To upgrade, run 'pip install --upgrade dvc'.
ubuntu@ip-***:/data/snt-lab-data$
...which is way out of date, but I'm thinking is not material to this issue, as local data is showing changed that isn't changed.
Could you try dvc cache migrate --dvc-files
to make sure all the data is being tracked in dvc 3.x mode?
thanks for the response.
I ran that command and it seemed to take a long time to recalculate all the hashes - as intended I guess. I'm not sure the result it what I want though, as when I run dvc status --cloud
(I think to compare the local repo to the 'cloud'), (~) everything shows as new.
adam@z10:~/DATA/***/snt-lab-data$ find . -type f -not -path '*/.*' | wc -l
41830
adam@z10:~/DATA/***/snt-lab-data$ dvc status --cloud | grep new | wc -l
40452
Just to reiterate the mission here, I made a small change to (labels.json
) one file (out of ~40k files) but ~25 large files showed as changed too. I just wanted to change and update that one file.
so now it looks like I'm left with the prospect of either:
- deleting all the data and downloading it again, and making the small change to the
labels.json
file and hoping that the change tracking works this time, or; - uploading all the 'changed' data, that isn't actually changed
any further suggestions welcome.
addendum:
adam@z10:~/DATA/***/snt-lab-data$ git status
On branch master
Your branch is up-to-date with 'origin/master'.
Changes to be committed:
(use "git restore --staged <file>..." to unstage)
modified: LabData-2022-09-15-for-training.dvc
modified: mds_simulated.dvc
modified: office_data.dvc
modified: test-4.dvc
modified: test-5.dvc
modified: test-7.dvc
modified: test-8.dvc
Unfortunately, 3.x is a major version update that changes how all file hashes are calculated, so even though your data change is minor, updating your repo to 3.x is not. As soon as you change any file in a directory that is tracked by dvc, the whole directory will have to be migrated to 3.x.
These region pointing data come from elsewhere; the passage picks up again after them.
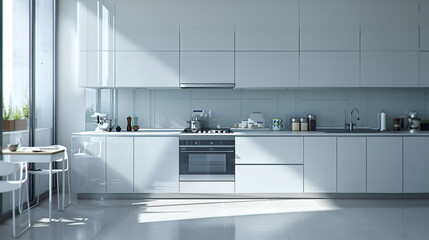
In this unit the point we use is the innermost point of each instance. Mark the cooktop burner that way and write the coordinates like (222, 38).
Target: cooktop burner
(207, 131)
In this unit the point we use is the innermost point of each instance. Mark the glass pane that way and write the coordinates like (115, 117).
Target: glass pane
(15, 66)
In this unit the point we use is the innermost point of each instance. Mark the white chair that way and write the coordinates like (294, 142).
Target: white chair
(12, 183)
(64, 169)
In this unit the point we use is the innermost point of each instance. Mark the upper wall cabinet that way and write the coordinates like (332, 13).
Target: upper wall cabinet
(207, 25)
(330, 25)
(329, 69)
(266, 25)
(147, 25)
(390, 69)
(147, 69)
(424, 25)
(390, 25)
(95, 24)
(266, 69)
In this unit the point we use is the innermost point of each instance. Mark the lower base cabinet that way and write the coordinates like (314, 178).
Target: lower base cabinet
(268, 178)
(207, 187)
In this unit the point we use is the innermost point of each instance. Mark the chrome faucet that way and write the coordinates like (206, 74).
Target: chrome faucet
(351, 118)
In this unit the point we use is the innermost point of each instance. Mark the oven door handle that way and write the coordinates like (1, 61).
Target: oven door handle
(207, 151)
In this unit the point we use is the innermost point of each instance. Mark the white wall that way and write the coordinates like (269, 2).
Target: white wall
(71, 99)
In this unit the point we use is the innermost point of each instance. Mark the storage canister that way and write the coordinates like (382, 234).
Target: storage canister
(311, 122)
(295, 124)
(304, 124)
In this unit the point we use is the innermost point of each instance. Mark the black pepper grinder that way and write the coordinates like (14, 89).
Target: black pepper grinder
(129, 124)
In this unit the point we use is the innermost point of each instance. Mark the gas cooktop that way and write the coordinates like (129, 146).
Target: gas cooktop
(207, 131)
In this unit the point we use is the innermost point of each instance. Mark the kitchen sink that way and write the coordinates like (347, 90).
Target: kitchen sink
(359, 130)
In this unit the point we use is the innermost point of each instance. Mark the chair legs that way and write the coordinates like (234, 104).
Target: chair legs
(15, 234)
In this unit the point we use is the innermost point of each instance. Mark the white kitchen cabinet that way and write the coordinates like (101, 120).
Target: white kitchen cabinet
(390, 25)
(351, 164)
(96, 69)
(268, 179)
(156, 165)
(206, 67)
(147, 25)
(207, 25)
(329, 25)
(88, 162)
(384, 164)
(207, 187)
(266, 25)
(320, 165)
(424, 25)
(390, 69)
(416, 165)
(329, 69)
(147, 69)
(424, 69)
(95, 25)
(269, 150)
(266, 69)
(119, 169)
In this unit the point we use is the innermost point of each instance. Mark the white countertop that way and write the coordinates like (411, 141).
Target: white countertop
(177, 132)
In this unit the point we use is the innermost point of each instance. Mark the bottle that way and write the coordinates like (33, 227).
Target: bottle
(383, 121)
(311, 122)
(129, 124)
(295, 124)
(304, 124)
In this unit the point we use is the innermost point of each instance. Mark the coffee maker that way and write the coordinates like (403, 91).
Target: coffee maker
(413, 121)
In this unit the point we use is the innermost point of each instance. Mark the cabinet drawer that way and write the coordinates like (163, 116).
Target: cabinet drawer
(207, 187)
(269, 179)
(269, 150)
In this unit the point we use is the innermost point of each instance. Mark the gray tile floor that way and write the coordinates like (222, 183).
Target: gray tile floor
(206, 219)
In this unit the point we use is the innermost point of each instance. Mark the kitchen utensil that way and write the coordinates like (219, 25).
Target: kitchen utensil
(295, 124)
(277, 124)
(311, 119)
(129, 124)
(12, 147)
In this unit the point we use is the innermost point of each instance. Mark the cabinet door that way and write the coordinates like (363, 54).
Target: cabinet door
(424, 25)
(88, 161)
(390, 25)
(156, 165)
(384, 164)
(329, 25)
(266, 69)
(147, 25)
(206, 67)
(320, 164)
(351, 164)
(95, 25)
(147, 69)
(329, 69)
(416, 165)
(424, 69)
(390, 69)
(269, 150)
(119, 172)
(266, 25)
(96, 69)
(268, 179)
(207, 25)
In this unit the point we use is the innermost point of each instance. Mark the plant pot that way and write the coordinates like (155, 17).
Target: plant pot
(8, 125)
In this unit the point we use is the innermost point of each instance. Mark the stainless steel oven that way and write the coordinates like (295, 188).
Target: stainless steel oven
(207, 158)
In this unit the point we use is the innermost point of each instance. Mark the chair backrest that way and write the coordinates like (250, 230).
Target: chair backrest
(7, 168)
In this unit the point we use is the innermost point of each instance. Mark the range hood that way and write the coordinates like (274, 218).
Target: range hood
(207, 85)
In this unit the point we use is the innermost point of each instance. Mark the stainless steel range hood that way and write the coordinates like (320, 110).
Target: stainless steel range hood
(207, 85)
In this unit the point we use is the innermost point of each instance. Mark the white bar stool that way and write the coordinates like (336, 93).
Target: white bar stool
(10, 170)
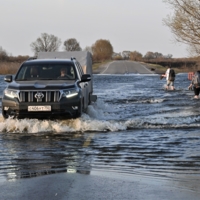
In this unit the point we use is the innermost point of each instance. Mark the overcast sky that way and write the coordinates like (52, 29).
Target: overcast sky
(132, 25)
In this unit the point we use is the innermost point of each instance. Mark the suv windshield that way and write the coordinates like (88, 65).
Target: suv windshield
(32, 71)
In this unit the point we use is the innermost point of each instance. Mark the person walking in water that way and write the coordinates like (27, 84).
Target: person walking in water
(195, 84)
(170, 78)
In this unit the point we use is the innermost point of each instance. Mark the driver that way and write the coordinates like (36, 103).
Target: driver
(63, 73)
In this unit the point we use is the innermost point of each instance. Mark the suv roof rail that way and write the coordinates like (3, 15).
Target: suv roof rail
(32, 58)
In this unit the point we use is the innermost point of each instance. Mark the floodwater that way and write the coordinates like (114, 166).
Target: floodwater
(135, 127)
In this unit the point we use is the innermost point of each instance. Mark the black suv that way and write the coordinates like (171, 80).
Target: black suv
(39, 91)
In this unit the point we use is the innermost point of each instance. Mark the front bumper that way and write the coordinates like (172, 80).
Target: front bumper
(65, 108)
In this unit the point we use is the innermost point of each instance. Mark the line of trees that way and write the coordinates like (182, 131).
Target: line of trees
(184, 23)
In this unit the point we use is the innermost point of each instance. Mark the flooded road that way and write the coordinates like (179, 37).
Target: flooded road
(135, 127)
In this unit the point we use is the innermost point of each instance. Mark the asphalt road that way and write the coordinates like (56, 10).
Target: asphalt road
(123, 67)
(92, 187)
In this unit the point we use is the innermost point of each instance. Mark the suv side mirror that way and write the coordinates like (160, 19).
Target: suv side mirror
(8, 78)
(86, 78)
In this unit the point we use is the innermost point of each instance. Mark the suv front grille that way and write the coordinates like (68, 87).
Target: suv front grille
(39, 96)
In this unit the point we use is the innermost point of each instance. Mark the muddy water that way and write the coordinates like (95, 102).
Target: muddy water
(135, 127)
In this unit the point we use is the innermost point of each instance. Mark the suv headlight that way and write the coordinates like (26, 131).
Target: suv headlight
(69, 93)
(11, 93)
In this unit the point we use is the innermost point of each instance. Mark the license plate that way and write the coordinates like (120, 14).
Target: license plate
(39, 108)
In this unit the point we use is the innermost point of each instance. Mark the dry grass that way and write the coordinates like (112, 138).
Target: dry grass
(161, 70)
(9, 67)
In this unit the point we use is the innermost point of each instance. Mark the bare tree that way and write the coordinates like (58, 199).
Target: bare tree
(185, 22)
(72, 45)
(102, 50)
(46, 43)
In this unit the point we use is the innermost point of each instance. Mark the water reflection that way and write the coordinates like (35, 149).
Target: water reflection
(24, 155)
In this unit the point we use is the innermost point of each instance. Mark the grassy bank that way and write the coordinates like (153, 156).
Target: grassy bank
(12, 67)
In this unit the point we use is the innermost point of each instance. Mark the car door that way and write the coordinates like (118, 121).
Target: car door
(84, 85)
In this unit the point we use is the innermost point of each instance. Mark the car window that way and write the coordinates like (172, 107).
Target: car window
(45, 71)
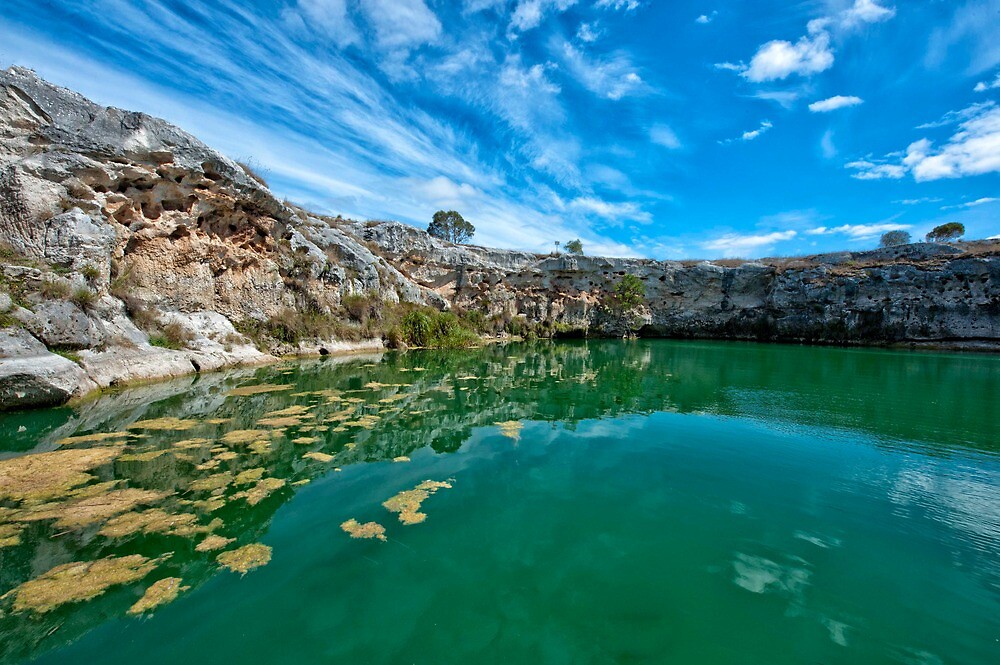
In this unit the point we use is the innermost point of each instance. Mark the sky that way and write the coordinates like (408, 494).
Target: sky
(655, 128)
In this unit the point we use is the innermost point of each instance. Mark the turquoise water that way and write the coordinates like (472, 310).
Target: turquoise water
(647, 501)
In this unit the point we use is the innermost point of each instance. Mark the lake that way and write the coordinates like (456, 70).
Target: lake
(590, 502)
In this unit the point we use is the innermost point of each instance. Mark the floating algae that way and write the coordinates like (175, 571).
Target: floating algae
(249, 476)
(92, 438)
(264, 489)
(319, 457)
(43, 476)
(10, 535)
(245, 391)
(93, 509)
(210, 505)
(190, 444)
(407, 503)
(154, 520)
(511, 429)
(159, 593)
(260, 447)
(79, 581)
(280, 421)
(213, 542)
(212, 483)
(169, 423)
(296, 410)
(246, 558)
(366, 530)
(242, 436)
(143, 457)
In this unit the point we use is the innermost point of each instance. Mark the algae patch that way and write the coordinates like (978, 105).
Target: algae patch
(43, 476)
(407, 503)
(79, 581)
(246, 558)
(366, 530)
(213, 542)
(246, 391)
(159, 593)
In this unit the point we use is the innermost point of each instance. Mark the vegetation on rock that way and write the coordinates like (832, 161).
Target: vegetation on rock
(451, 226)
If you want to continue with 3.x, I think you are best off uploading all the 3.x data, after which hopefully everything will be smooth. The alternative is to stay on 2.x for now. Apologies for the inconvenience.
Thanks again for your response.
I didn't appreciate the implications of your initial advice, might be worth adding that in advance in future.
In my original post I mentioned that I have the original source of the data using an old version of DVC:
...
DVC version: 2.57.2 (pip)
am I right in thinking:
- I could update this version
- run the same upgrade cache command you suggested
dvc cache migrate --dvc-files
- push the changes to the (S3) repo
dvc push --remote ..
- ..then my local (which I ran
dvc cache migrate --dvc-files
on above) and remote repos could be in sync?
Yes, it's hard to say for sure, but I suspect that having all local and remote copies of your repo migrated will get you back to a smoother working state.
thanks for the response, appreciate your support.
I have now run:
dvc cache migrate --dvc-files
on my golden copy, the cache migration is complete, but, as there aren't any local data files changed:
ubuntu@ip-***:/data/snt-lab-data$ dvc status
Data and pipelines are up to date.
I have nothing to commit I guess. I've just done a remote push with:
dvc push --remote <my remote>
..and it seems to be updating the hashes, is that the right way to update the remote after tha cache migration?
ok, so just to complete this issue, in the end I:
- migrated both caches
- pushed my golden source cache to s3
- checked my local cache was in sync with it:
showing just the files I changed locally
adam@z10:~/DATA/***/snt-lab-data$ dvc status --cloud new: mds_simulated new: mds_simulated/2023-09-19-134852/labels.json
- then added that change with
dvc add mds_simulated/2023-09-19-134852/labels.json
- then
dvc push
- now
dvc status --cloud
shows all in sync
thanks for your help.